Braxton v. Winslow

FLEMING, Judge.

I concur in opinion that a creditor may maintain an action on the bond, Por the act of assembly directs that any party injured may sue; which applies to every person who is prejudiced by the misconduct of the executor. The cases cited against it have no influence upon the question; for they are contradictory to themselves, and were made upon a statute which differs from ours. The only point of enquiry in all such cases is, whether the plaintiff is a party injured by the course which the executor has pursued; and if he proves it in the manner prescribed by law, he brings himself emphatically within the language and meaning of the act. But then the question arises, What the creditor must do to avail himself of the benefit of the bond? And the answer is, that he is to *prove himself a creditor by a judgment against the executor; that he issued execution; and that nulla bona was returned. For until that is done, the executor is presumed to have acted rightly, and that the bond has not been forfeited; for the plaintiff, in every such case, must prove a devastavit before he is entitled to sue upon the bond. In the present case, however, none of the plaintiffs have taken all these steps; and therefore, none of them can sustain the action. But this is not all; for the verdict does not find the amount of the supposed devastavit; which was indispensably requisite; because neither the executor nor the securities were liable for more than the waste actually committed. Upon the whole, I think the plaintiffs have not made out their case; and that the judgment ought to be reversed.

CARRINGTON, Judge.

It is not necessary to repeat the reasons given by my brethren for the judgment which is to be rendered.
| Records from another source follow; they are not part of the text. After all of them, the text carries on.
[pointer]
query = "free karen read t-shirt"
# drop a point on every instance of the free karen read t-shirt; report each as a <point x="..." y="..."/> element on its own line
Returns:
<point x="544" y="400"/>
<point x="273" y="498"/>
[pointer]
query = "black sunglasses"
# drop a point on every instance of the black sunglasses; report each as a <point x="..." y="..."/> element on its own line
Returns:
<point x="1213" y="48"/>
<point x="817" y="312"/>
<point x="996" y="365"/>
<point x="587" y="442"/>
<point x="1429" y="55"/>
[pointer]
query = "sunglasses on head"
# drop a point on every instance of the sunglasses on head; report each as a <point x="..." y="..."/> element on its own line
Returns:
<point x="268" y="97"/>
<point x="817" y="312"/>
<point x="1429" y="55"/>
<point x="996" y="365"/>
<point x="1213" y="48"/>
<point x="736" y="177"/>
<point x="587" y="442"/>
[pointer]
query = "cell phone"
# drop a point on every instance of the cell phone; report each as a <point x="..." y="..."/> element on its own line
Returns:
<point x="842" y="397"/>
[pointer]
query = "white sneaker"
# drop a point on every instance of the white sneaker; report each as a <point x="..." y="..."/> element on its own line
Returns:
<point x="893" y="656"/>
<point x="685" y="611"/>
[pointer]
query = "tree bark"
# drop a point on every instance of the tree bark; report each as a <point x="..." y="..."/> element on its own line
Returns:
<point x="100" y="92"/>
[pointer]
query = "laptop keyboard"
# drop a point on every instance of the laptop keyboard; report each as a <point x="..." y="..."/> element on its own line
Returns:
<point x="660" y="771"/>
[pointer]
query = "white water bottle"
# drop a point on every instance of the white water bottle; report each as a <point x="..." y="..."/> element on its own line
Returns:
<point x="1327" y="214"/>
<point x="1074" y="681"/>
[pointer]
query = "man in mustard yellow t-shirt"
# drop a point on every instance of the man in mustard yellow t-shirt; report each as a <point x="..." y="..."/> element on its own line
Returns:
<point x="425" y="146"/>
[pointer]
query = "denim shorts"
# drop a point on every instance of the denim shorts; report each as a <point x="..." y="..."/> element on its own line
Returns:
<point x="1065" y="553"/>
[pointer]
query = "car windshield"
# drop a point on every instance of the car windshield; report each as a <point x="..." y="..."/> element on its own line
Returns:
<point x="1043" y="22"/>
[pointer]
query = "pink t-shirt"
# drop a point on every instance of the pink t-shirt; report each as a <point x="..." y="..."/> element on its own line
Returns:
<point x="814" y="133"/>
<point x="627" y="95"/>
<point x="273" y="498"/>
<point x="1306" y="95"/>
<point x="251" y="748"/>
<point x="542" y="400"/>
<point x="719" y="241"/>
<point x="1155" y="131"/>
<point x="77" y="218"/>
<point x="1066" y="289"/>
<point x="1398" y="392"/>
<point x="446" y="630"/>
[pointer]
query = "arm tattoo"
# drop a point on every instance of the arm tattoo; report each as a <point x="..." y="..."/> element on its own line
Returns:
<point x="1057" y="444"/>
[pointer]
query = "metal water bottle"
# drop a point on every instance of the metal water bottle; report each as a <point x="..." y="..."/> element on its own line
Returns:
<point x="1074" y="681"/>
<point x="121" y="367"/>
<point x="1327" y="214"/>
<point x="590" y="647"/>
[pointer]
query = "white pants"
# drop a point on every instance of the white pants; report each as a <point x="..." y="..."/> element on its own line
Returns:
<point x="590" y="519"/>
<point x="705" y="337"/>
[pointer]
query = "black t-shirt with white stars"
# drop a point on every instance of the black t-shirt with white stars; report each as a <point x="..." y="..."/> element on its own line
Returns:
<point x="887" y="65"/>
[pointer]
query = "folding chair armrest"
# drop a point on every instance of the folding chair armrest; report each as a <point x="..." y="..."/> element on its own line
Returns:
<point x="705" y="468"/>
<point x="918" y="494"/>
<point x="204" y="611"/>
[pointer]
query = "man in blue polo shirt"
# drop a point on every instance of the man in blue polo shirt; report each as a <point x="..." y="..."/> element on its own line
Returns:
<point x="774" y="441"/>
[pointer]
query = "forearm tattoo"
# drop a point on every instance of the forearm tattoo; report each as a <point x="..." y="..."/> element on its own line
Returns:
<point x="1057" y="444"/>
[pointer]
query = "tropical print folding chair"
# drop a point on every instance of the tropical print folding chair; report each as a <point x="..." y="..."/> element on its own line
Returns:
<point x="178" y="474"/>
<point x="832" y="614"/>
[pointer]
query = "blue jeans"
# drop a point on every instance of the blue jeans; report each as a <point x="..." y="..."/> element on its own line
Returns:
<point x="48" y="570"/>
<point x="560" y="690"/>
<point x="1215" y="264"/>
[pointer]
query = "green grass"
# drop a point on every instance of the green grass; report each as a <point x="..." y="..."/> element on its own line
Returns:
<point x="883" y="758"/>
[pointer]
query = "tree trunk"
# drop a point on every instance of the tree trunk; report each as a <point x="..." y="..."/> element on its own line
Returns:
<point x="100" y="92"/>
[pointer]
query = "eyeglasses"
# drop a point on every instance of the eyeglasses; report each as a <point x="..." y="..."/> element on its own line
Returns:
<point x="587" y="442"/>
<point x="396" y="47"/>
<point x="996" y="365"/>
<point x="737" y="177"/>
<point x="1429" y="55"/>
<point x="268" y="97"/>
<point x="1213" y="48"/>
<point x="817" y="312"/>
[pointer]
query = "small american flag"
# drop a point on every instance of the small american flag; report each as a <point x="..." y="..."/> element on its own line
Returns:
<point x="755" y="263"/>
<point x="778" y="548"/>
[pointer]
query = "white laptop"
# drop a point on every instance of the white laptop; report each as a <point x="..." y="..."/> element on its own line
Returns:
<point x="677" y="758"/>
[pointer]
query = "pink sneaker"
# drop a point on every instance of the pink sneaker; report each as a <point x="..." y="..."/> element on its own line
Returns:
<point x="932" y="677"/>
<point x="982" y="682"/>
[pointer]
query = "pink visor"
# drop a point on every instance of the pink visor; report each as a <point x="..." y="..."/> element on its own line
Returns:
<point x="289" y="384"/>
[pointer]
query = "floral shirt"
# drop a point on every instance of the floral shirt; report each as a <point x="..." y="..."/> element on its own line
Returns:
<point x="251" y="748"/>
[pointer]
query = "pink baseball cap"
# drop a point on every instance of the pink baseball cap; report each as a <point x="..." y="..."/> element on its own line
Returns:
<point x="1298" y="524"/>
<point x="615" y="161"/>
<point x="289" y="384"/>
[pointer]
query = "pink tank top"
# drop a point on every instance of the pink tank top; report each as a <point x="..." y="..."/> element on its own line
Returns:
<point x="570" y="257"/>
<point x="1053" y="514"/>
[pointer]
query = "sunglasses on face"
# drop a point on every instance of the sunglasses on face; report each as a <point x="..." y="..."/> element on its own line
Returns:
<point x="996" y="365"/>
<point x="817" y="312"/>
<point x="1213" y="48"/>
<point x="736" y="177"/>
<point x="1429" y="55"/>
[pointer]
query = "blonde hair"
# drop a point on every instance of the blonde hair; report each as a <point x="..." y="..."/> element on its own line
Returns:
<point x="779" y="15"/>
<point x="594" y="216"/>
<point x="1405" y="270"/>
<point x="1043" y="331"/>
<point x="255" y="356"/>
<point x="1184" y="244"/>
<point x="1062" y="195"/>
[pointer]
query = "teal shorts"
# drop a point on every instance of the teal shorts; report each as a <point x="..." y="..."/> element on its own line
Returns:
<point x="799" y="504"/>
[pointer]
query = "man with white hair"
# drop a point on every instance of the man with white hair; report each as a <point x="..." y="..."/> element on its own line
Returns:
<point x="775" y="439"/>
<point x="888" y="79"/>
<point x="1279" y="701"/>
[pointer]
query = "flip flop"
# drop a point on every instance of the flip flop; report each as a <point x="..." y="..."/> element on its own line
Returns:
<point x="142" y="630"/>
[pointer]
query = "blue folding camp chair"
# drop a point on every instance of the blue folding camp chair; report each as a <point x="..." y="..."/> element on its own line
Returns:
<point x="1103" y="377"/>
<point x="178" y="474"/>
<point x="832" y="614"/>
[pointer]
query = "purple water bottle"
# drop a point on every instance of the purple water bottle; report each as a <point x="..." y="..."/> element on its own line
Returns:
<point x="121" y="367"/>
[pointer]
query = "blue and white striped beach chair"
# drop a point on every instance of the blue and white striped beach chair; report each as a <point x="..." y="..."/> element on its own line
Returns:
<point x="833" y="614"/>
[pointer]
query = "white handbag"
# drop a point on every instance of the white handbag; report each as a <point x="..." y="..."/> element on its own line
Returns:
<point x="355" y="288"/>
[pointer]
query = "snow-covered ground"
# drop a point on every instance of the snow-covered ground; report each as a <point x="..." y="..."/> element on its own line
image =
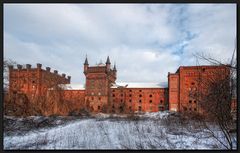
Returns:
<point x="153" y="131"/>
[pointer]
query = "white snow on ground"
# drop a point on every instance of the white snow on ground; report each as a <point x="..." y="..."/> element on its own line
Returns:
<point x="110" y="133"/>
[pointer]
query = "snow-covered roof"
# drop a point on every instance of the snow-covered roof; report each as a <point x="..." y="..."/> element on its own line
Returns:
<point x="139" y="85"/>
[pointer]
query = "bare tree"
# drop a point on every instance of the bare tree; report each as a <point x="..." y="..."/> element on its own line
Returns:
<point x="214" y="95"/>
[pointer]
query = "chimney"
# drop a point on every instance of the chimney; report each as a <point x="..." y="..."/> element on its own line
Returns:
<point x="39" y="65"/>
<point x="19" y="66"/>
<point x="48" y="69"/>
<point x="28" y="66"/>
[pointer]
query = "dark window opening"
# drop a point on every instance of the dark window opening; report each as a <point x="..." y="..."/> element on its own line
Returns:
<point x="160" y="108"/>
<point x="121" y="109"/>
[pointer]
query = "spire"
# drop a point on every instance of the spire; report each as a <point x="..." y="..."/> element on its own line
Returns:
<point x="86" y="61"/>
<point x="114" y="68"/>
<point x="108" y="61"/>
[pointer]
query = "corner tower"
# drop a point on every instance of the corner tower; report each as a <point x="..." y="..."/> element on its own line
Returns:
<point x="99" y="79"/>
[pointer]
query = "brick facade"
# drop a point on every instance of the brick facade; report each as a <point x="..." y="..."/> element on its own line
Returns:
<point x="102" y="94"/>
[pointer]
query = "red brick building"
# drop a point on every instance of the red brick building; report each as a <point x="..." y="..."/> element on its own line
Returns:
<point x="103" y="94"/>
<point x="185" y="85"/>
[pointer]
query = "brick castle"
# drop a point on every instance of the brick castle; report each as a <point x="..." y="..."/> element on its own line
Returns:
<point x="102" y="94"/>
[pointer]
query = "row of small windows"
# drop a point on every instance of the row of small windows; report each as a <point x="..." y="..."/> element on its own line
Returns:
<point x="129" y="91"/>
<point x="190" y="109"/>
<point x="130" y="95"/>
<point x="190" y="101"/>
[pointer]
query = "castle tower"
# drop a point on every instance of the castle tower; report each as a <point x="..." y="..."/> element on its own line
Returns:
<point x="99" y="79"/>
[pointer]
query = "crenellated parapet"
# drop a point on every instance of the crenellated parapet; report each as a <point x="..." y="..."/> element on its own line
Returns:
<point x="28" y="68"/>
<point x="34" y="80"/>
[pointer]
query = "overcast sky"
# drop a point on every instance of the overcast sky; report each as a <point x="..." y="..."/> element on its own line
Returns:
<point x="145" y="41"/>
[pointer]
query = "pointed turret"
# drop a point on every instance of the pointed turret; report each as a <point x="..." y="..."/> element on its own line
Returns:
<point x="85" y="66"/>
<point x="114" y="67"/>
<point x="86" y="61"/>
<point x="108" y="61"/>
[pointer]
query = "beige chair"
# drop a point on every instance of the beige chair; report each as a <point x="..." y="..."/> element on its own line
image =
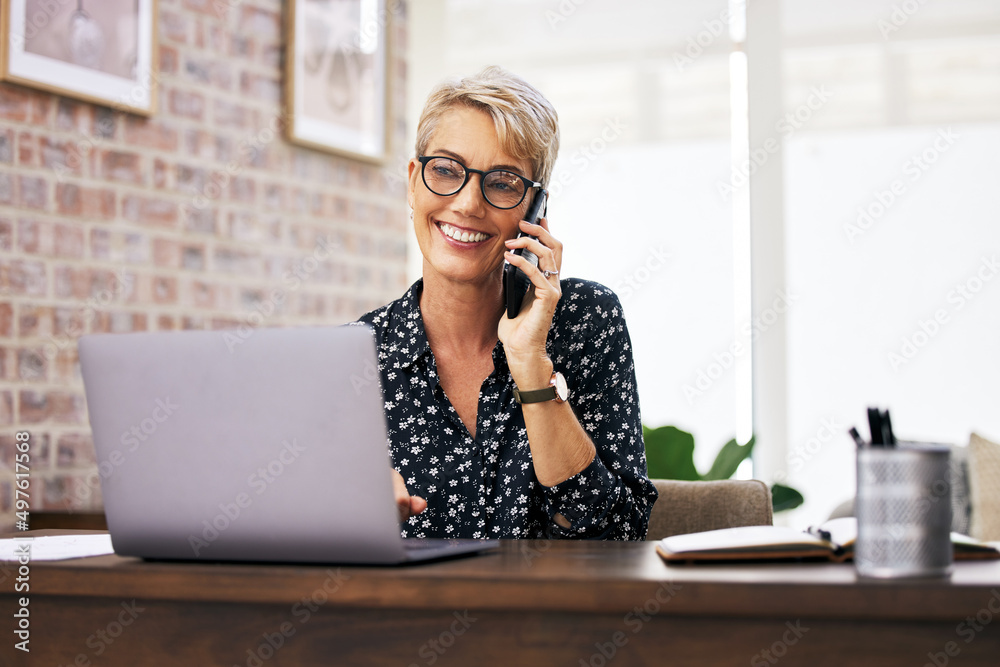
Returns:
<point x="691" y="507"/>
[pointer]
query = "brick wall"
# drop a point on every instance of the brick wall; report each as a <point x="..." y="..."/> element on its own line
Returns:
<point x="110" y="222"/>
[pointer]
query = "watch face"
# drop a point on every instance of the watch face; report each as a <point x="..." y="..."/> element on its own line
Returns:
<point x="562" y="389"/>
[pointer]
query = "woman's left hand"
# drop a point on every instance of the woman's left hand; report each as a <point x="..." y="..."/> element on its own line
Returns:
<point x="524" y="336"/>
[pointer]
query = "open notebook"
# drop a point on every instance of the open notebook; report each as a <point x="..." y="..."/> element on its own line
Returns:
<point x="832" y="541"/>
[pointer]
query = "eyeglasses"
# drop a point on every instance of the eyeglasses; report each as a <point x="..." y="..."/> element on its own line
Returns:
<point x="501" y="189"/>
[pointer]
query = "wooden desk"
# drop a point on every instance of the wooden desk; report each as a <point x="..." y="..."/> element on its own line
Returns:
<point x="533" y="603"/>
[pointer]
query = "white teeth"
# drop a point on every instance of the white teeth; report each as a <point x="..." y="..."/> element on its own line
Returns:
<point x="464" y="237"/>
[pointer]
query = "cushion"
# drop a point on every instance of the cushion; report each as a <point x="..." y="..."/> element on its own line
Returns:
<point x="692" y="507"/>
<point x="984" y="485"/>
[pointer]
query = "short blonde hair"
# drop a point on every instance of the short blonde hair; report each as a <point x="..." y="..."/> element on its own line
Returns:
<point x="526" y="123"/>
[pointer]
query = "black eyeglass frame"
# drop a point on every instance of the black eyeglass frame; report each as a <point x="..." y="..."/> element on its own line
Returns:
<point x="424" y="159"/>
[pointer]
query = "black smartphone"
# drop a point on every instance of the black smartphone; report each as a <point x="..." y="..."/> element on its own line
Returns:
<point x="515" y="283"/>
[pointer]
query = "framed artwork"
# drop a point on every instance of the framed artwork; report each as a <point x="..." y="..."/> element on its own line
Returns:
<point x="335" y="79"/>
<point x="101" y="51"/>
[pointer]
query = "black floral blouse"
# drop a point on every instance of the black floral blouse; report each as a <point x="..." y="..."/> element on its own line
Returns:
<point x="486" y="487"/>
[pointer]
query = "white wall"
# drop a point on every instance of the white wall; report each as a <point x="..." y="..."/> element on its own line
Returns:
<point x="895" y="80"/>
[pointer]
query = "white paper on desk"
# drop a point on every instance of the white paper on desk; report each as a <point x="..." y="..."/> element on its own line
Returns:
<point x="56" y="547"/>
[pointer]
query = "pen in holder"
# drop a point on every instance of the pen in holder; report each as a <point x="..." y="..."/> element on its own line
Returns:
<point x="904" y="511"/>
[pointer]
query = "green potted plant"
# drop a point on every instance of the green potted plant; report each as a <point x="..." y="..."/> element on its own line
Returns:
<point x="670" y="455"/>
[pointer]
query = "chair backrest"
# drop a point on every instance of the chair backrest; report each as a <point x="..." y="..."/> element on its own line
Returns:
<point x="692" y="507"/>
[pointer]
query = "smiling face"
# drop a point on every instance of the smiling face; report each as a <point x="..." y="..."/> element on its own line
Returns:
<point x="462" y="236"/>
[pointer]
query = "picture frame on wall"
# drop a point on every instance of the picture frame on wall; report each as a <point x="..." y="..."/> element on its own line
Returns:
<point x="101" y="51"/>
<point x="336" y="76"/>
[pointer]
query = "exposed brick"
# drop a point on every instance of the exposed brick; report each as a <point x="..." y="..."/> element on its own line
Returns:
<point x="193" y="258"/>
<point x="7" y="146"/>
<point x="31" y="366"/>
<point x="137" y="248"/>
<point x="198" y="70"/>
<point x="67" y="407"/>
<point x="211" y="36"/>
<point x="27" y="277"/>
<point x="200" y="220"/>
<point x="169" y="58"/>
<point x="72" y="115"/>
<point x="27" y="149"/>
<point x="150" y="211"/>
<point x="72" y="199"/>
<point x="161" y="174"/>
<point x="230" y="260"/>
<point x="242" y="47"/>
<point x="33" y="321"/>
<point x="15" y="103"/>
<point x="34" y="192"/>
<point x="216" y="8"/>
<point x="260" y="87"/>
<point x="202" y="294"/>
<point x="7" y="413"/>
<point x="191" y="179"/>
<point x="165" y="290"/>
<point x="72" y="282"/>
<point x="105" y="123"/>
<point x="100" y="243"/>
<point x="6" y="189"/>
<point x="166" y="253"/>
<point x="260" y="22"/>
<point x="243" y="190"/>
<point x="6" y="319"/>
<point x="6" y="234"/>
<point x="65" y="368"/>
<point x="68" y="241"/>
<point x="229" y="114"/>
<point x="75" y="450"/>
<point x="199" y="144"/>
<point x="34" y="406"/>
<point x="124" y="167"/>
<point x="150" y="133"/>
<point x="187" y="104"/>
<point x="174" y="27"/>
<point x="34" y="237"/>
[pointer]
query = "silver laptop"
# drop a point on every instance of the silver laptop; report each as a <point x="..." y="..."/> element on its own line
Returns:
<point x="247" y="445"/>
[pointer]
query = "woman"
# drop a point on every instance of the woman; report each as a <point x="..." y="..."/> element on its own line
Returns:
<point x="479" y="449"/>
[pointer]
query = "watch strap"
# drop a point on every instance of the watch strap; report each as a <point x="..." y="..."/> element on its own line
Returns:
<point x="535" y="395"/>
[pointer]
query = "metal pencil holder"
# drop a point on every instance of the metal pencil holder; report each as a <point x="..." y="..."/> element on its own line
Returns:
<point x="904" y="511"/>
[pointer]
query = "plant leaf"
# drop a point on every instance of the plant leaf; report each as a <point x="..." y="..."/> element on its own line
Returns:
<point x="785" y="497"/>
<point x="670" y="453"/>
<point x="729" y="459"/>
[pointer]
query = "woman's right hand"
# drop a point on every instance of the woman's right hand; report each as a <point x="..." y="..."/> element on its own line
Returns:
<point x="406" y="504"/>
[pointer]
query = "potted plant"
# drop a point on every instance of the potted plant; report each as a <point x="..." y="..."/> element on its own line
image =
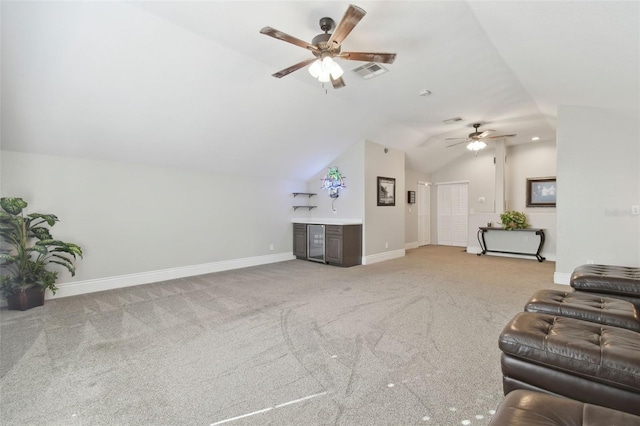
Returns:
<point x="26" y="251"/>
<point x="513" y="220"/>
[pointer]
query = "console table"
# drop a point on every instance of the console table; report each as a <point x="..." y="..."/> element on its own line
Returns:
<point x="537" y="231"/>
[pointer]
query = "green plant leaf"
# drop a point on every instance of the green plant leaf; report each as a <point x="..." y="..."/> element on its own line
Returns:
<point x="41" y="233"/>
<point x="12" y="205"/>
<point x="68" y="265"/>
<point x="7" y="258"/>
<point x="51" y="219"/>
<point x="39" y="249"/>
<point x="51" y="243"/>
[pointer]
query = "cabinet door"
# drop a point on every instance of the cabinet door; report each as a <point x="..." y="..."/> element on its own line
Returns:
<point x="333" y="244"/>
<point x="300" y="240"/>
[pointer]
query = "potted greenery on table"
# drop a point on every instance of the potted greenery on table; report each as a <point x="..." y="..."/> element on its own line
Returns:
<point x="513" y="220"/>
<point x="26" y="251"/>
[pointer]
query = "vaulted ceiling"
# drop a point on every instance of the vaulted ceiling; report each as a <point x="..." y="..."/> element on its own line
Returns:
<point x="188" y="84"/>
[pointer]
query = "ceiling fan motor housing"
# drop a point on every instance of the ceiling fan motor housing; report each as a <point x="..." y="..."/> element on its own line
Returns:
<point x="320" y="41"/>
<point x="327" y="24"/>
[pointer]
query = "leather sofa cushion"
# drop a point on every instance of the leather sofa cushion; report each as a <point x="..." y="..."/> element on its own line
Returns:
<point x="600" y="353"/>
<point x="522" y="407"/>
<point x="622" y="280"/>
<point x="586" y="306"/>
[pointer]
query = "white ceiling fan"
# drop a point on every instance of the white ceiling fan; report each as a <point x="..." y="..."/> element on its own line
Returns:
<point x="476" y="140"/>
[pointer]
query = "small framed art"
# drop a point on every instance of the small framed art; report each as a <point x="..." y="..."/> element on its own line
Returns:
<point x="386" y="191"/>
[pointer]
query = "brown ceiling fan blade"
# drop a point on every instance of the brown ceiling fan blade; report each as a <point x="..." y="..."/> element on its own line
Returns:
<point x="337" y="83"/>
<point x="500" y="136"/>
<point x="293" y="68"/>
<point x="272" y="32"/>
<point x="381" y="58"/>
<point x="351" y="17"/>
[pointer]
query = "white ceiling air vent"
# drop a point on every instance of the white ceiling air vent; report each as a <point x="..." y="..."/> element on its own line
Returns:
<point x="370" y="70"/>
<point x="452" y="120"/>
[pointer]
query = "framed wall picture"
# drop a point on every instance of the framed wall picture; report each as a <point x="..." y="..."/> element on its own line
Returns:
<point x="386" y="191"/>
<point x="541" y="192"/>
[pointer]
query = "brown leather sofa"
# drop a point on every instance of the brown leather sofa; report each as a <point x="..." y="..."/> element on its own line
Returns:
<point x="583" y="345"/>
<point x="622" y="282"/>
<point x="522" y="407"/>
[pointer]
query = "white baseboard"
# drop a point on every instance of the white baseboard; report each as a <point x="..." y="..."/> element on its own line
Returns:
<point x="381" y="257"/>
<point x="561" y="278"/>
<point x="110" y="283"/>
<point x="475" y="249"/>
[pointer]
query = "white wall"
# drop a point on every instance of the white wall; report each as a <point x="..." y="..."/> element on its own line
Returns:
<point x="411" y="210"/>
<point x="523" y="161"/>
<point x="133" y="220"/>
<point x="384" y="225"/>
<point x="598" y="183"/>
<point x="531" y="160"/>
<point x="350" y="203"/>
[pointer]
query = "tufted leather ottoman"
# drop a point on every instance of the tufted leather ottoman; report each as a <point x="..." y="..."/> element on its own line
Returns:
<point x="619" y="281"/>
<point x="589" y="362"/>
<point x="586" y="306"/>
<point x="522" y="407"/>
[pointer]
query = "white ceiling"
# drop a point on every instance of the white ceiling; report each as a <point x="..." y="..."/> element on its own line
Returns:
<point x="188" y="84"/>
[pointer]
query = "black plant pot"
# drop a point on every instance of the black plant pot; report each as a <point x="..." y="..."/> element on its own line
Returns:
<point x="26" y="299"/>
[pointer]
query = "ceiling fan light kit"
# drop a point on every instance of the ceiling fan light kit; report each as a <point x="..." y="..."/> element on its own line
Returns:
<point x="476" y="146"/>
<point x="476" y="139"/>
<point x="327" y="46"/>
<point x="325" y="70"/>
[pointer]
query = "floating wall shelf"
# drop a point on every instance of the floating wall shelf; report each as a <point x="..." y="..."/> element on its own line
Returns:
<point x="307" y="194"/>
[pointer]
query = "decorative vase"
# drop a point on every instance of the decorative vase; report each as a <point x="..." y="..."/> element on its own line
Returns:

I shall therefore content myself with saying that I concur with the rest of the court; and deliver it as their unanimous ■ opinion, that the court below erred in this, that it was not shewn that the plaintiffs had obtained a judgment against the executor in the first place, and pursued the testator’s estate until it was exhausted.

The judgment is therefore totally reversed, and the following is to be the entry: i

“The court is of opinion that the matter stated in the demurrer to be shewn in evidence by the defendants is not sufficient in law to fix a devastavit on Bernard Moore in the record mentioned, orto maintain the issue on the part of the defendants: Therefore it is considered by the court that the judgment, in consequence of the opinion of the said general court that the matter was sufficient in law, be reversed, &c. ”

N. B. Judge Carrington, the next day after the judgment was given, informed the reporter that the judges were principally influenced by the following reasons :

*1. Because it did not appear by the proceedings that judgment had been obtained against the executor upon the bill of exchange, in order to subject the testator’s estate in his hands, and nulla bona returned upon the execution. Without which there could be no devastavit established so as to entitle the creditor to sue upon the bond; inasmuch as the bond could only be considered as a collateral security; and therefore not liable to be put in suit until the executor was convicted by due course of law of having wasted the assets.

2. Because it did not appear by the evidence stated in the demurrer, that there were not assets sufficient after paying the inferior debts, to discharge the bill of exchange and judgment; inasmuch as it is not a devastavit in the executor to pay debts of inferior dignity, if he still retains assets enough to discharge those of higher degree.

Memorandum. — Some year after the judgment in the foregoing case was given, chancellor Wythe having occasion to consider a similar case, wrote to president Pendleton who was present at the judgment, but did not sit in the cause, to know what he understood to have been decided in that case; and received an answer in writing that he, judge Pendleton, understood it to have been decided, “That previous to the commencement of a suit against the securities, or even against the executor, on the bond for the faithful discharge of his duty, founded on a charge of a devastavit in the executor, the creditor ought to proceed against the executor to establish the demand and convict him of the devastavit; when failing to recover his money by that means, he may then by a suit, of-the present sort, resort to the securities. But to admit such suit in the first instance, would subject the sureties to the unreasonable burthen of contesting the justice of the debt and of defending the conduct of the executor, which, as they are strangers to both, must tend to produce injustice to the estate in the first case, and to themselves in the other.”